A new study from the Urban Institute shows how much people are paying for these financial services and just who is paying for them.
How much does it cost? Well, there's the price of the tax preparation--anywhere from $187 to $350, the study says. Then the fees can vary from $57 to $117--as much as 12 percent of a person's total refund. It costs more if you want the money the same day.
For someone with a bank account, a refund anticipation loan might not even come much faster than the regular refund through direct deposit. But ignorance about the tax system is just one of the ways these financial products get sold.
Who is using them? About 18 percent of filers use these services. But that 18 percent isn't spread out across everyone. It's concentrated in low-income communities and particularly used by young, poor people, especially single mothers, with less education.

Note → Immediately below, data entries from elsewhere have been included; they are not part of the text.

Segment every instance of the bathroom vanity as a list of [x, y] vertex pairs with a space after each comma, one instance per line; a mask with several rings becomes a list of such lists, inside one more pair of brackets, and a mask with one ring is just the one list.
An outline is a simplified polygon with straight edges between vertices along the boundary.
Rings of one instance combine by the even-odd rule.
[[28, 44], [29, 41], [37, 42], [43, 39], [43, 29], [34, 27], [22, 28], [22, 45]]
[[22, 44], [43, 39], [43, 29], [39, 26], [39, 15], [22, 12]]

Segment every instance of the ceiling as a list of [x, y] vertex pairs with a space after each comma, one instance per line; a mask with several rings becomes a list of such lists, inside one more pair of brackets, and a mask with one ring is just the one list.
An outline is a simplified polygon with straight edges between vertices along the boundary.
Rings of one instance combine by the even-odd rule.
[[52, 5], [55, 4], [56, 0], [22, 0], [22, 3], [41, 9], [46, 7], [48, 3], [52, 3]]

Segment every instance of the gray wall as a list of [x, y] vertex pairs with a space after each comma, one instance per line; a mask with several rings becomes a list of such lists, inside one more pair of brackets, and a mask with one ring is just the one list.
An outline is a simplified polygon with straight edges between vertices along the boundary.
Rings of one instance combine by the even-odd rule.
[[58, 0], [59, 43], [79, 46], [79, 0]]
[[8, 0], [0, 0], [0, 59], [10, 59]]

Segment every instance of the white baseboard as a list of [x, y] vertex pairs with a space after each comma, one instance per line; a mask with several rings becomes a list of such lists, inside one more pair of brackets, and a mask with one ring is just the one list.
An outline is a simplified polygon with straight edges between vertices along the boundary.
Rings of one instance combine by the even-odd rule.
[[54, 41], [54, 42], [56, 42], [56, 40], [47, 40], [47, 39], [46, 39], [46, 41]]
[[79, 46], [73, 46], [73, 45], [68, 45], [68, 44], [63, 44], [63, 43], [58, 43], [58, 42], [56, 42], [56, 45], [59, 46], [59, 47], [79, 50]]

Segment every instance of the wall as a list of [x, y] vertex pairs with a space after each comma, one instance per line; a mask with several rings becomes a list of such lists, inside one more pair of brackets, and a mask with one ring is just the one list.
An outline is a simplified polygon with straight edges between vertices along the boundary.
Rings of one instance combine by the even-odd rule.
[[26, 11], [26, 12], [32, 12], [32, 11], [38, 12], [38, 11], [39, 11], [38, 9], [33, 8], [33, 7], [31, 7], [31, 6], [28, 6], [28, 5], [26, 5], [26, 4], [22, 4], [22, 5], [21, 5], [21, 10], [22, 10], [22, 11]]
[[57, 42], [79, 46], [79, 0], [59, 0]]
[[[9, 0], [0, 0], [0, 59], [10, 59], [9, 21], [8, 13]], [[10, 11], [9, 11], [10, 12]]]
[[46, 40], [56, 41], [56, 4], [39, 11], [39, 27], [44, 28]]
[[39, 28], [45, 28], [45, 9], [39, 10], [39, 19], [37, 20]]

Many of them receive the Earned Income Tax Credit. That's a tax credit that goes to poor working families with children--designed as a boost to their wages. But it has a catch--it's tricky to fill out the forms, so many families need help if they want to get the credit, and thus, need to go to a tax preparer.
A lot of families who get the services are also "unbanked," meaning that they don't have or use a bank account. Just like payday lenders are numerous in communities without banks, so are refund loans and checks. In fact, a recent survey shows that unbanked households are twice as likely to get an advance on their tax refund.

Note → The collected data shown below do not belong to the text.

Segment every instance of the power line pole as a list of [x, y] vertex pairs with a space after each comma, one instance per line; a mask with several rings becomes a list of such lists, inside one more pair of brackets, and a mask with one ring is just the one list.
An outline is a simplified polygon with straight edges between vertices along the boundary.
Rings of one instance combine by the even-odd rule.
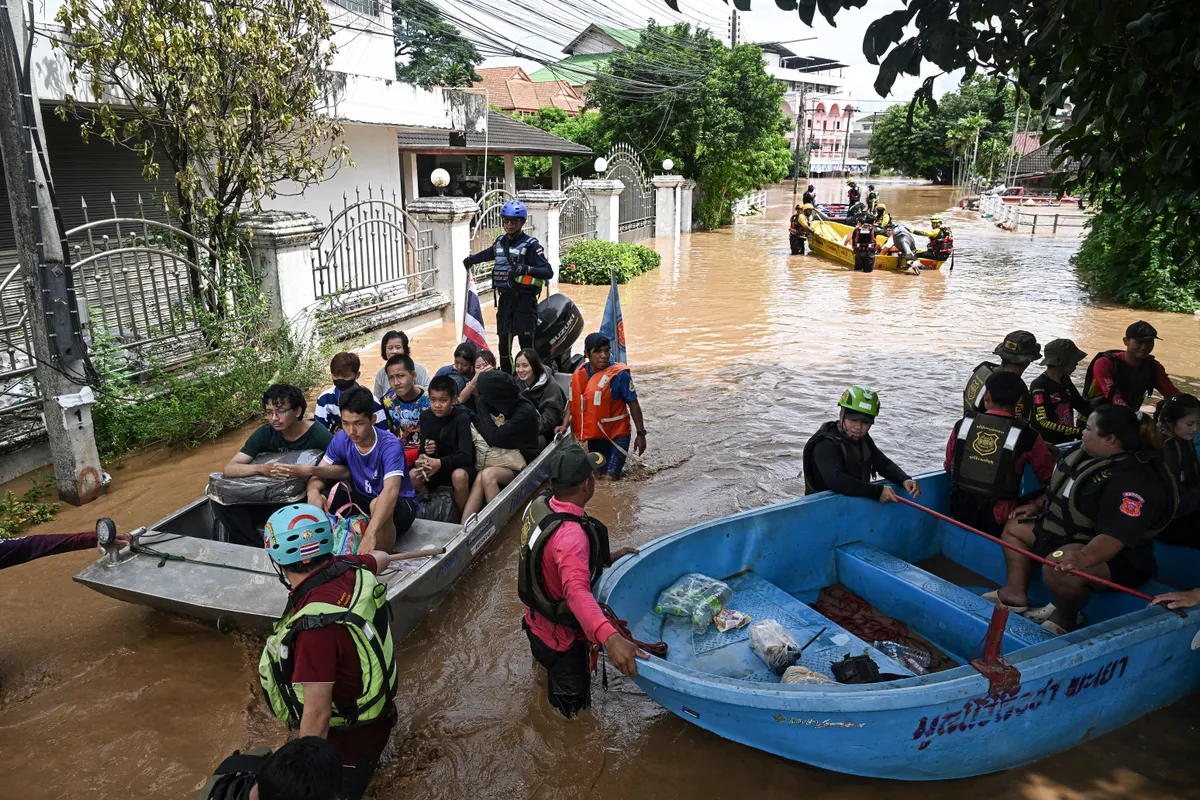
[[850, 120], [854, 118], [854, 106], [846, 106], [846, 141], [842, 143], [842, 172], [846, 171], [846, 152], [850, 149]]
[[805, 141], [804, 136], [804, 104], [808, 102], [808, 84], [800, 84], [800, 105], [796, 107], [796, 155], [792, 161], [792, 201], [800, 190], [800, 146]]
[[737, 47], [738, 43], [738, 15], [737, 9], [734, 9], [729, 15], [729, 47]]
[[33, 352], [26, 355], [37, 368], [59, 497], [83, 505], [103, 490], [92, 429], [94, 396], [82, 382], [84, 344], [51, 199], [49, 162], [39, 157], [46, 137], [28, 67], [22, 64], [28, 35], [19, 0], [11, 5], [0, 0], [0, 159], [33, 341]]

African Americans and Hispanics are much more likely to use the service--13 percent of African Americans and 9 percent of Hispanics, compared with 6 percent of white people.
Why does all this matter?
Well, tax refunds belong to us, right? They're the money that Uncle Sam has determined we don't owe him. The Earned Income Tax Credit belongs doubly to all of us--they're money that we've decided should go to working people to help them get a leg up. Those dollars are designed to be spent in the regular economy--for school supplies and groceries, paying rent or overdue utility bills. It wasn't put in place so that financial institutions can make another quick buck off the poor.
So the next time you see one of those Lady Liberties on the street, be kind. After all, they have to stand on a street corner through the coldest season of the year. But you now know you and Uncle Sam will get a better deal without them.